田中家の長女・幸子さん(55歳)は頭を抱えていました。母・文枝さんが亡くなり、残されたのは都内の土地(評価額8,000万円)と自宅(評価額3,000万円)、そして預貯金200万円のみ。相続税の試算は約1,200万円。預貯金では到底足りません。

なぜトラブルになったのか

弟の健二さん(51歳)は「土地を売って税金を払うべきだ」と主張。しかし幸子さんは「母が大切にしていた土地を売りたくない」と反対。さらに土地には貸主が存在し、簡単には売却できない事情もありました。申告期限(相続開始から10か月)が迫る中、話し合いは平行線のままでした。

何が問題だったのか

① 相続税は「現金一括納付」が原則

相続税は、申告期限までに現金で一括納付するのが原則です。

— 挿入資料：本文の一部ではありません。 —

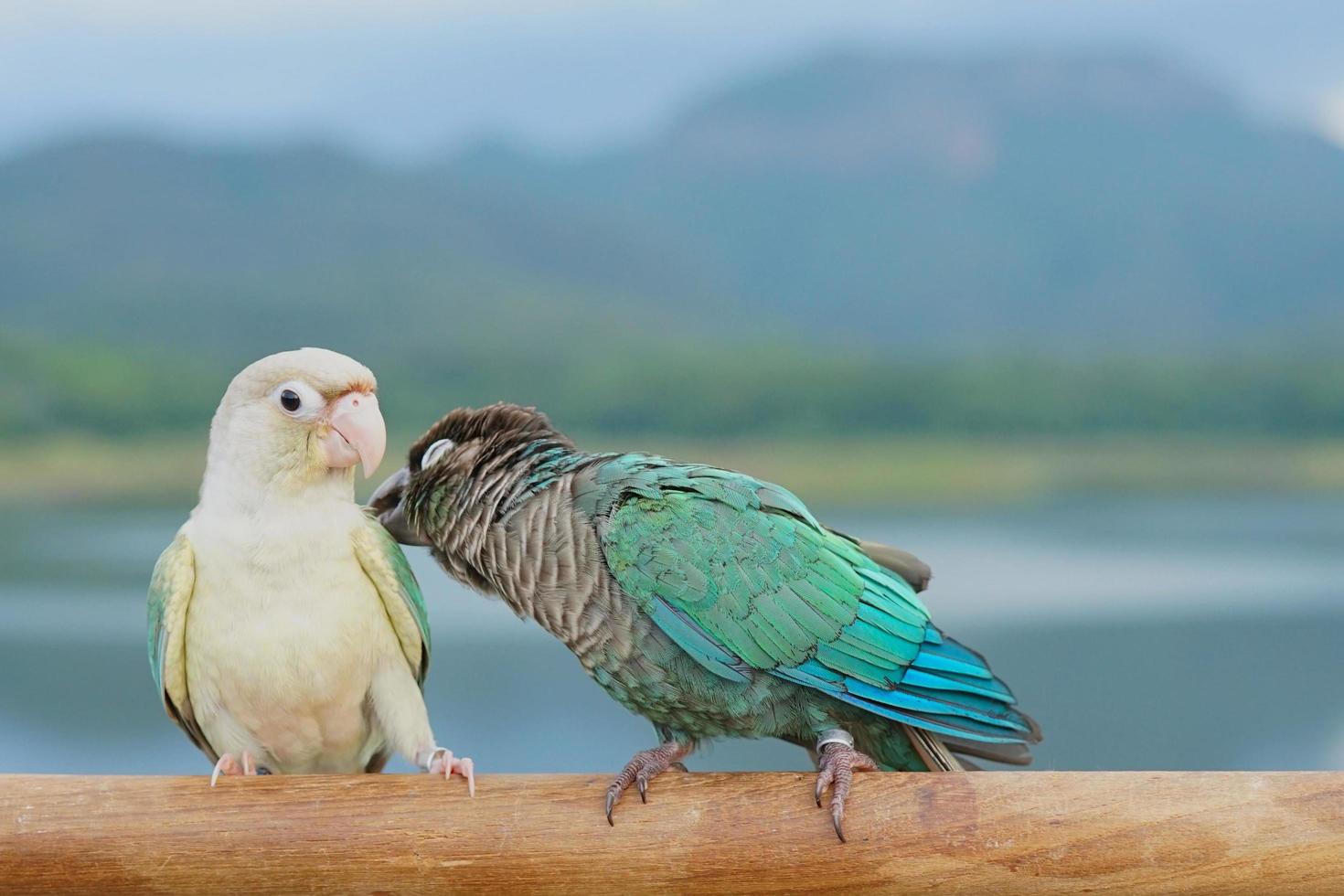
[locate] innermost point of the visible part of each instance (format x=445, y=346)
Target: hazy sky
x=406, y=78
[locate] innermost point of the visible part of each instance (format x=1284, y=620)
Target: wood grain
x=995, y=833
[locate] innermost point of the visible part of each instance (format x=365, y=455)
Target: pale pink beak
x=357, y=432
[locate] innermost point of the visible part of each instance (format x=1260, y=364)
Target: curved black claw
x=644, y=767
x=837, y=770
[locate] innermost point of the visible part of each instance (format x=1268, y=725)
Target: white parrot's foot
x=229, y=764
x=441, y=762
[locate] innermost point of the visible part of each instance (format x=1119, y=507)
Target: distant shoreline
x=863, y=472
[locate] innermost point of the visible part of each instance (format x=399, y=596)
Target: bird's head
x=451, y=454
x=296, y=418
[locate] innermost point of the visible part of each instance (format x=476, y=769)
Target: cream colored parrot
x=286, y=632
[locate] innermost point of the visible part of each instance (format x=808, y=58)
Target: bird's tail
x=933, y=752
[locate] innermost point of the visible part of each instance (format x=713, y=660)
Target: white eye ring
x=434, y=452
x=309, y=400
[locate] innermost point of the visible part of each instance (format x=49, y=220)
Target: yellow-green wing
x=169, y=595
x=386, y=566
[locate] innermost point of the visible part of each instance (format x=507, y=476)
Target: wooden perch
x=997, y=833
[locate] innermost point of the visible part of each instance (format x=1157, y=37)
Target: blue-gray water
x=1197, y=633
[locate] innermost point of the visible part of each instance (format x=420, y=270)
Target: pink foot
x=228, y=764
x=441, y=762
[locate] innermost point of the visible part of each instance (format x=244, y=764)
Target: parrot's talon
x=839, y=761
x=644, y=767
x=228, y=764
x=440, y=761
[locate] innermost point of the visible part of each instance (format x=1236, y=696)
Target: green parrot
x=707, y=601
x=286, y=632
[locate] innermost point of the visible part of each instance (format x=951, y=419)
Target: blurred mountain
x=800, y=235
x=1015, y=200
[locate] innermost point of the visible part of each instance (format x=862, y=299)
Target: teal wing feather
x=386, y=566
x=171, y=589
x=743, y=578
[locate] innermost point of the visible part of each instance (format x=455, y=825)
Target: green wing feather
x=169, y=594
x=742, y=577
x=388, y=569
x=749, y=564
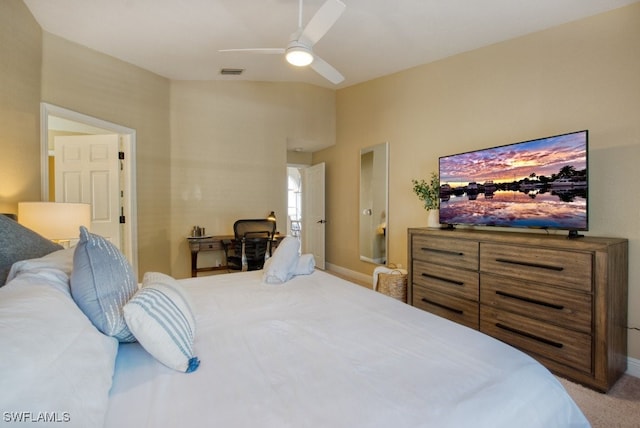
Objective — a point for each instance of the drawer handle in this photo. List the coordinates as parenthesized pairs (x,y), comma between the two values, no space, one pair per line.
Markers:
(433,250)
(450,281)
(530,300)
(538,265)
(457,311)
(530,336)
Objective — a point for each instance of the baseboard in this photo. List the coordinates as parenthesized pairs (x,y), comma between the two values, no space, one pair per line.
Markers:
(633,367)
(359,277)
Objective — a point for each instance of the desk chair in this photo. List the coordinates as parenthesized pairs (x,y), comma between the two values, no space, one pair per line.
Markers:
(251,244)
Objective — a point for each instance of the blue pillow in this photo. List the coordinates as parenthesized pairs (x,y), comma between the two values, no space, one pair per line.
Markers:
(102,282)
(161,318)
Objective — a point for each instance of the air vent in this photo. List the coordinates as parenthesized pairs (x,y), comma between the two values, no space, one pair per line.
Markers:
(231,71)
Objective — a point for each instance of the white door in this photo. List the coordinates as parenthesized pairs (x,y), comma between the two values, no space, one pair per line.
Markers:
(87,171)
(313,220)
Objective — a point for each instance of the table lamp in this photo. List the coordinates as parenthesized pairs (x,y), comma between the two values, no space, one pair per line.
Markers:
(57,221)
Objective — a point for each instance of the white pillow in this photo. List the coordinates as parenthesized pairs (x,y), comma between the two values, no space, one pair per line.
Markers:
(161,319)
(61,259)
(102,282)
(54,363)
(281,267)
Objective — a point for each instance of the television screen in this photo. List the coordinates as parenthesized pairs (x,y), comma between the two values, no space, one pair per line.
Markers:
(540,184)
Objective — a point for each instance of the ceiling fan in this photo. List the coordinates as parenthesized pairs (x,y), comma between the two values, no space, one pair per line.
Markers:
(299,50)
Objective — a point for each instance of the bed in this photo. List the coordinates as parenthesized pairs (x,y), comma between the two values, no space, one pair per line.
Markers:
(312,351)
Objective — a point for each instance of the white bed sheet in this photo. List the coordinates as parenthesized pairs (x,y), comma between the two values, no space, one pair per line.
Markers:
(319,351)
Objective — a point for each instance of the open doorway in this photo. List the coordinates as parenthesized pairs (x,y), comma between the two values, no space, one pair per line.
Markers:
(294,202)
(57,122)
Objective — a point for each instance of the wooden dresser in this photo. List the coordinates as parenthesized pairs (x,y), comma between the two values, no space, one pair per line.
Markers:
(563,301)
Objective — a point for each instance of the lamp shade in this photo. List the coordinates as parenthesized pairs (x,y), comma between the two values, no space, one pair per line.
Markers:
(55,220)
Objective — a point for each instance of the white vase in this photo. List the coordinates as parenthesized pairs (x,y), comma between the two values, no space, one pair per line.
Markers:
(433,218)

「不動産しかないから払えない」という言い訳は通りません。準備不足のまま期限を迎えると、延滞税が加算されてしまいます。

② 延納・物納という手段を知らなかった

実は相続税には、現金一括納付が難しい場合の救済措置があります。

  • 延納:最長20年の分割払い(ただし利子税がかかります)
  • 物納:不動産などの現物で納税する制度(条件が厳しく、審査も必要)

田中家ではこれらの制度を知らないまま、売却か否かで感情的に対立していたのです。

③ 生前に税対策をしていなかった

文枝さんの財産構成は「不動産に偏りすぎ」でした。現金や有価証券をバランスよく持っていれば、納税原資の問題はここまで深刻にならなかったでしょう。

実務上どう考えるべきか

まず税理士に相談して、正確な相続税額を把握することが第一歩です。その上で延納・物納の要件を確認し、不動産の一部売却も含めた現実的な選択肢を検討します。感情的に「売りたくない」と言い続けるより、「いつまでに、いくら用意できるか」という視点で話し合うことが重要です。

事前にできる対策

  • 生前に税理士へ相談し、相続税の概算を把握しておく
  • 死亡保険金(非課税枠あり)を活用して納税資金を準備する
  • 不動産の一部を売却・賃貸して流動性を高めておく
  • 遺言書で「誰がどの財産を相続するか」を明確にし、税負担の分担も話し合っておく

まとめ

不動産が中心の遺産は「資産はあるのに現金がない」という状況を生みやすく、相続税の支払いで家族が揉める典型パターンです。生前からの準備と、相続発生後の早期相談が、こうしたトラブルを防ぐ最善の方法です。